The movie asserts that most college campuses deter women from reporting to keep numbers low. They do this by, as the movie depicts, revictimizing women. Using questions like “Did you fight back,” “how much did you have to drink,” and “did you say no?” Then they say statements like, “You have no evidence” and “it means he loves you.” These tactics deter women from reporting so universities can artificially keep their sexual assault numbers low. This has led to approximately 80 percent of sexual assault cases going unreported.
Even if women push their case through the system, schools were still reluctant to take action against the perpetrator. The film gives statistics for some major colleges.
Stanford had 259 reports of sexual assault, during 1996-2013, with only one expulsion/suspension and the University of Virginia had 205 reports, during 2000-13, with zero expulsions/suspensions. Many other universities were accused of having similar practices. The movie indicts many institutions of giving out minor punishments for people responsible of sexual assault. Punishments ranging from an apology letter, to community service, to an eight-week suspension.

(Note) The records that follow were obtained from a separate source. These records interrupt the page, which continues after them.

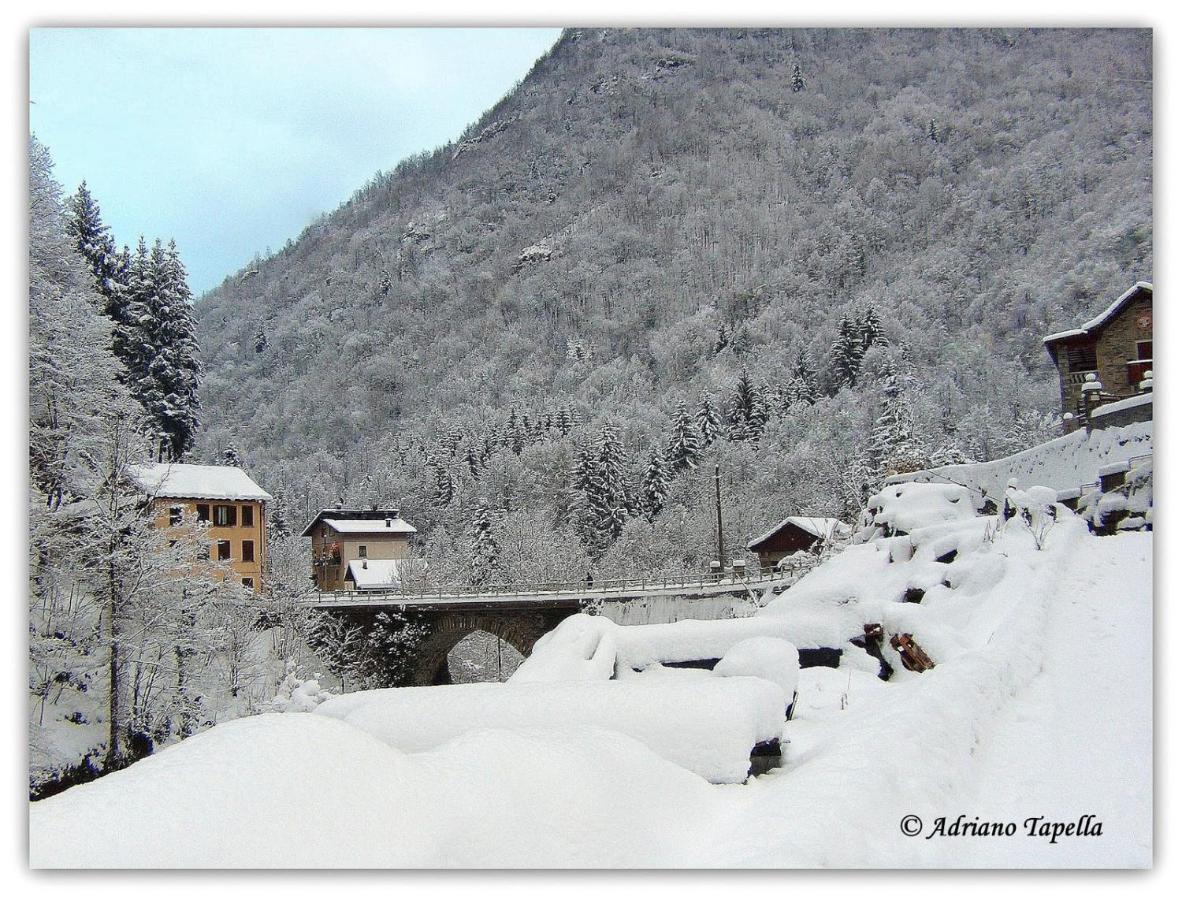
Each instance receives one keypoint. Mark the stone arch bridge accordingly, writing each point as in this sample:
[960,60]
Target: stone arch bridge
[517,617]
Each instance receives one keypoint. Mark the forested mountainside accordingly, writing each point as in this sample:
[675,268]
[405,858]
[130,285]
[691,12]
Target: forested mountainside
[655,218]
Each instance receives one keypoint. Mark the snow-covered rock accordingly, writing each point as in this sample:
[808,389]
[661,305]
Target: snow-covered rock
[772,659]
[708,726]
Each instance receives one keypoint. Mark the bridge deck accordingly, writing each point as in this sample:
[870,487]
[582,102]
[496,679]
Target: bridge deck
[565,595]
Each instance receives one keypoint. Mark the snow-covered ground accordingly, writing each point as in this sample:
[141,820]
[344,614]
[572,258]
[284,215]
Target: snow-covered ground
[1039,705]
[1064,463]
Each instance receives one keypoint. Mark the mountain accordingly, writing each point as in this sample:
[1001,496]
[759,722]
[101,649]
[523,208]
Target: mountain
[651,213]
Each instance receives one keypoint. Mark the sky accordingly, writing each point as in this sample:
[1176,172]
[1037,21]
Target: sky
[232,140]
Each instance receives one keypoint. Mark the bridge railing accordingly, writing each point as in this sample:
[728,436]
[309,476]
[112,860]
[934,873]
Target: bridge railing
[593,588]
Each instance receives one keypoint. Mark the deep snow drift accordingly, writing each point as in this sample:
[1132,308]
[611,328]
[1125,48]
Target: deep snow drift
[1038,705]
[1065,463]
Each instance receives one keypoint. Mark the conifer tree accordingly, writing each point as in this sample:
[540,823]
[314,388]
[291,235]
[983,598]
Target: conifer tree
[872,334]
[563,421]
[93,240]
[707,420]
[683,451]
[443,487]
[163,368]
[747,410]
[485,552]
[846,355]
[806,376]
[894,446]
[655,484]
[798,78]
[578,493]
[609,498]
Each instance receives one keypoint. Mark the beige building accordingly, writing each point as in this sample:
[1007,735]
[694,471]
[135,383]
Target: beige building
[358,549]
[1114,351]
[226,498]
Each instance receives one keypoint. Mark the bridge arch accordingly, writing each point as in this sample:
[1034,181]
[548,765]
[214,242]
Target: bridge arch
[520,632]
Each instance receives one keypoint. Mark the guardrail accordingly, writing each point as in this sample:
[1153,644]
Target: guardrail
[597,588]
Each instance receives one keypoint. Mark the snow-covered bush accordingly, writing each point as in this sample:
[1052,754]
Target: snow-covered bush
[298,694]
[901,509]
[772,659]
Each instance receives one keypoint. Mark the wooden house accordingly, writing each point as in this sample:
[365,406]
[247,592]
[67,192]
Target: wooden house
[358,549]
[1105,361]
[793,535]
[225,497]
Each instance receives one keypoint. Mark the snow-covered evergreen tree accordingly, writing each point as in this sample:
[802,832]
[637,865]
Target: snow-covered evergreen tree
[748,410]
[894,445]
[846,355]
[162,355]
[798,78]
[806,379]
[482,564]
[683,448]
[655,484]
[872,334]
[609,502]
[707,421]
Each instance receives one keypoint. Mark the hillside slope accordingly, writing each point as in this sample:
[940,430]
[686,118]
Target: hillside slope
[649,213]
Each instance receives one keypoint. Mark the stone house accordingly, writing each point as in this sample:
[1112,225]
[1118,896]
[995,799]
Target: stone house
[358,549]
[226,498]
[793,535]
[1106,358]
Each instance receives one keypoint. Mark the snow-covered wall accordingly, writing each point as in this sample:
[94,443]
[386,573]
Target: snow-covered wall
[1067,461]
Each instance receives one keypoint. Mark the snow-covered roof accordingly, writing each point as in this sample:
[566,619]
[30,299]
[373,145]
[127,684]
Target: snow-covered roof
[1104,317]
[374,574]
[201,483]
[1127,403]
[371,526]
[816,525]
[370,520]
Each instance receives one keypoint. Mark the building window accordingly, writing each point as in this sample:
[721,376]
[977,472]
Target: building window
[1082,358]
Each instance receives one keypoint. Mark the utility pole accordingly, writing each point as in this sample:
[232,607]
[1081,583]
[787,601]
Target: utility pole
[718,506]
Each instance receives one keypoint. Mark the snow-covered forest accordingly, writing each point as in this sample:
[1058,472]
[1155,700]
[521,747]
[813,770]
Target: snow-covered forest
[810,257]
[137,639]
[809,260]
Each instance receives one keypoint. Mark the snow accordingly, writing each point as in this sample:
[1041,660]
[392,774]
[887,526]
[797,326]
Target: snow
[297,694]
[909,506]
[1122,405]
[707,726]
[201,483]
[1064,463]
[1039,704]
[307,791]
[817,525]
[593,647]
[1112,468]
[371,526]
[772,659]
[1095,323]
[374,574]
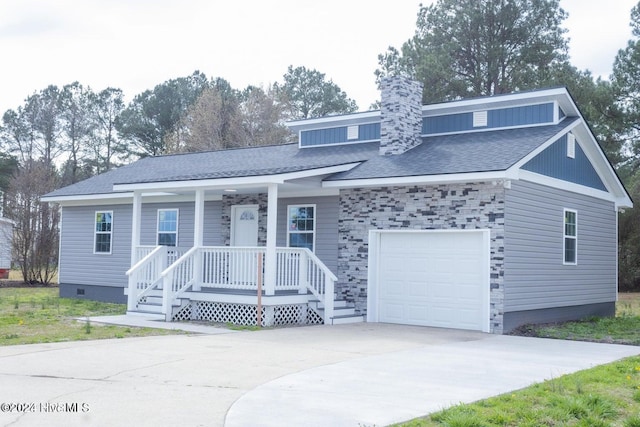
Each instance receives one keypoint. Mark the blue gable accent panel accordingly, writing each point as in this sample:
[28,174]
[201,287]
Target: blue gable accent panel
[503,117]
[553,162]
[338,135]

Women who had been raped by athletes fared worse with the movie indicting specific cases like Florida State University star quarterback, Jameis Winston, who was accused of rape and the only actions taken happened two years after the original report had been filed. Then the assault case of a woman from Saint Mary’s, sister school to Notre Dame. Having been raped by a football player, but when a Notre Dame Police Officer tried to bring in the player for an interrogation, he encountered red tape. He was told he couldn’t directly contact the football player or anyone related to the athletics program. The case was dropped by Notre Dame.
The problem doesn’t only exist because of college athletics. “The Hunting Ground” explains how the frat system contributes greatly to the problem. It claims that fraternities glorify sexual conquests. The movie shows a video of fraternity pledges chanting “no, means yes, yes, means anal” around a sorority house at Yale.
Many fraternities have being even given nicknames because of how many assaults occur there; SAE “Sexual Assault Expected,” and DKE “Date Rape City.” Yet schools refused to take action against them because the universities need the fraternities more than the fraternities need the universities. The fraternity system has more representation in the U.S. Congress than any university. Also donations from alumni come mainly from fraternity graduates. In 2013, 60 percent of all donations, adding up to more than $100 million, came from fraternity alumni.
Now movements have begun against this injustice. “The Hunting Ground” follows two girls named Annie and Andrea, who had been raped while attending the University of North Carolina. They tried to get UNC to take some form of action against the perpetrators but UNC refused to do anything. From there they decided to file a Title IX violation against UNC for not allowing a safe learning space.
They quickly became national news, and were contacted by other survivors and activists. They started speaking around the nation teaching women how to file Title IX violations. They also spoke privately with survivors to help them talk about their experience to reclaim their lives. Then they began to speak publicly at campuses helping better the situation as not only them but other rape survivors shared their stories, effectively putting a face to the crime. There existed a lot of opposition to bring awareness to the issue. Annie and Andrea had started getting death threats early on in their movement, and they were not the only ones.
“The Hunting Ground” is 104 minutes of brutal honesty. The cine-activist project gained amazing reviews from many sources. The movie delivers a powerful message in a way that makes it hard to ignore. It was screened at USU Eastern thanks to the assistance from Chancellor Joe Peterson, and the social work and LGBT+ clubs.